Da Venezia, dove ha vinto l’Osella per la miglior sceneggiatura, è subito su Netflix l’ultimo bel film del cileno Pablo Larraìn: El Conde, una commedia dark/horror nella quale il dittatore cileno Augusto Pinochet non è mai morto e in realtà è un vampiro che ha 250 anni e che ora vive nascosto, insieme alla moglie e al fedele e crudele servitore, dopo aver finto la sua morte.
Larraín ha sempre affrontato con grande personalità la tragedia della dittatura cilena, partendo da personaggi complessi e disturbati e quindi da storie personali che si intrecciano con la macrostoria: ricorderete il serial killer di Tony Manero, la delirante storia d’amore in Post Mortem, i preti isolati in El Club; e poi continuando a scavare nella relazione tra storia personale e storia collettiva nei biopic Jackie su Jacqueline Kennedy e Spencer su Lady Diana.

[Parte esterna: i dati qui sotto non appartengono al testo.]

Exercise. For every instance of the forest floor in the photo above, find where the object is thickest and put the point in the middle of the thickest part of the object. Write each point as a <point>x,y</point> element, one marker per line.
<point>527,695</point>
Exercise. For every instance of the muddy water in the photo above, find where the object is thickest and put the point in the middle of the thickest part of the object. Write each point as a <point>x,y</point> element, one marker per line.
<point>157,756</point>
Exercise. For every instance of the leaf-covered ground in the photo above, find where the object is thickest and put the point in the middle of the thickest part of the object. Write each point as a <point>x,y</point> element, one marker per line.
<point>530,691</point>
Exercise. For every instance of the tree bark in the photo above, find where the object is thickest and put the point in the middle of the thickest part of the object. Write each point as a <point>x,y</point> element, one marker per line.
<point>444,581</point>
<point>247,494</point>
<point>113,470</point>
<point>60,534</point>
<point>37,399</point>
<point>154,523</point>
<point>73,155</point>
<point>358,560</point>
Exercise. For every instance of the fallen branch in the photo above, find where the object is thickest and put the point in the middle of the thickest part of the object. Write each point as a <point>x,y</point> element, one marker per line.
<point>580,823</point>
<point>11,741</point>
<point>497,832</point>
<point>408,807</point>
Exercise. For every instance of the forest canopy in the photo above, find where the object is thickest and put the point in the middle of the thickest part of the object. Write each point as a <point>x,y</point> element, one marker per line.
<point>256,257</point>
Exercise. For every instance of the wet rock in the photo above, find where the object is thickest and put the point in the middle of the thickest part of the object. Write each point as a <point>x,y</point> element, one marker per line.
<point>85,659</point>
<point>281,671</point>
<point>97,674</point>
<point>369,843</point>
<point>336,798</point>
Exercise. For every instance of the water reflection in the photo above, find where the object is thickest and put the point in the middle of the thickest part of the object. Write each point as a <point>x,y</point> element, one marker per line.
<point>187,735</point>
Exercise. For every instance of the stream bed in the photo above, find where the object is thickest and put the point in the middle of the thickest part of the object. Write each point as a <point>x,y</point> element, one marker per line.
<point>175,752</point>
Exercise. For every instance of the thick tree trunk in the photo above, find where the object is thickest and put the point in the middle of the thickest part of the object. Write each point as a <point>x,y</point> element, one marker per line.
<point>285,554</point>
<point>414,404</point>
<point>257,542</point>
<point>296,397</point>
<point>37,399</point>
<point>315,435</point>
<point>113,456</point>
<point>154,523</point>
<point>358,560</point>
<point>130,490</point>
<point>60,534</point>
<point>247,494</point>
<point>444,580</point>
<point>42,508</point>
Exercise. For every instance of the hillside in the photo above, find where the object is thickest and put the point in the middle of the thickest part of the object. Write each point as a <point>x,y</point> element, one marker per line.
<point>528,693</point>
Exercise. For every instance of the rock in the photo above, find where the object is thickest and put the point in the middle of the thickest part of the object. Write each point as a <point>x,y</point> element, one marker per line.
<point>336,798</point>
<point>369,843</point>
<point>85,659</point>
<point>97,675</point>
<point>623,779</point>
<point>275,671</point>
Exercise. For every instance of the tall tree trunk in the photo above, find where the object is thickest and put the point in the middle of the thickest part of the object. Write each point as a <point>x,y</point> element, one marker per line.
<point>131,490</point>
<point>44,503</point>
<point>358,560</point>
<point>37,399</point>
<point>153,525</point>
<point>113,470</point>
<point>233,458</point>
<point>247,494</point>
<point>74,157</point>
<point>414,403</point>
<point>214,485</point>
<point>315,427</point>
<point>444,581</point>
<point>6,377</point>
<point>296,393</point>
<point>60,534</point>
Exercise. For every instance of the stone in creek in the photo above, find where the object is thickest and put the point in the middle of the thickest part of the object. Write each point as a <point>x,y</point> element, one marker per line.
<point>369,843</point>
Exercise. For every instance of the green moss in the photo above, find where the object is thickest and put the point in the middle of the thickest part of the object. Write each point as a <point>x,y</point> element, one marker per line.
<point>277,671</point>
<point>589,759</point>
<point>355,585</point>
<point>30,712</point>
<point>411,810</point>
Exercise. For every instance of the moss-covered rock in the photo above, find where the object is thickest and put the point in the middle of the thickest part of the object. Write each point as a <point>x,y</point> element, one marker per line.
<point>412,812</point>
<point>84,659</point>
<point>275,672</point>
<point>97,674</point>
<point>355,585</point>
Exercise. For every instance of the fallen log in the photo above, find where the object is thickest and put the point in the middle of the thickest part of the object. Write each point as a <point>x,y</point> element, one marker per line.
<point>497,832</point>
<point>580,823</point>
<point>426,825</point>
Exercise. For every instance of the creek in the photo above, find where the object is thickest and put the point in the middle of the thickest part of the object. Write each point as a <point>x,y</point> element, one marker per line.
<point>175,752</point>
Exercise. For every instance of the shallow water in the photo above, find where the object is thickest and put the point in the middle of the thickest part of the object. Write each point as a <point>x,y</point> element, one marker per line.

Pinochet nasce nel ‘700 in Francia come Claude Pinoche: e dopo la Rivoluzione Francese, si è dedicato alla guerra contro le rivoluzioni, finendo per arrivare in un oscuro paese sudamericano, il Cile, dove avrebbe conquistato il potere. Ma gli anni sono passati, la sua dittatura non esiste più, e il culmine (per lui) arriva quando è indagato per aver sottratto fondi statali. Pinochet finge di morire per scappare all’inevitabile decadenza, alla sua inevitabile fine come farsa e non come tragedia; vorrebbe morire, lui che è immortale. Solo che i suoi figli cercano le sue ricchezze nascoste; e compare anche una giovane suora che dovrebbe esorcizzarlo. E poi uno spettacolare colpo di scena che rilancia la vicenda…
Un film dalla regia perfetta, che rimanda al classico cinema gotico inglese e americano di fantasmi e mostri; ai primi piani della Giovanna D’Arco di Dreyer; al lucido caos di Peter Greenaway, e a tante altre sofisticate citazioni. In diversi hanno però criticato l’approccio di Larrain al tema Pinochet, rimarcandone una certa superficialità. Certamente El Conde è una commedia nera e horror sulla tragedia del fascismo sudamericano, ma Larrain non sottostima la storia del suo paese, lui che ha saputo ben rappresentarla in altri film. L’attacco a Pinochet è frontale perché è comico, satirico, e riduce ogni motivazione alla vera bassezza: il denaro e il potere.
Pinochet finge la morte non quando lo accusano di omicidi – di quello va fiero, è un generale – ma di essere un ladro: e questa accusa è infamante, perché lo copre di ridicolo, lui e tutta una famiglia che ossessivamente, con la scusa dell’antibolscevismo, cerca solo di rubare tutto quello che incontra, in uno spassoso contrappunto tra la serietà dei personaggi e le loro grottesche e meschine motivazioni. La rapacità, l’avidità, il succhiare sangue, istinti bassi e primordiali mascherati di nobili intenzioni: questo è stato Pinochet, questi sono i fascismi: tragedie mosse da persone mediocri che sperano di sembrare gloriose, la cui peggior paura cosa è sembrare ridicole.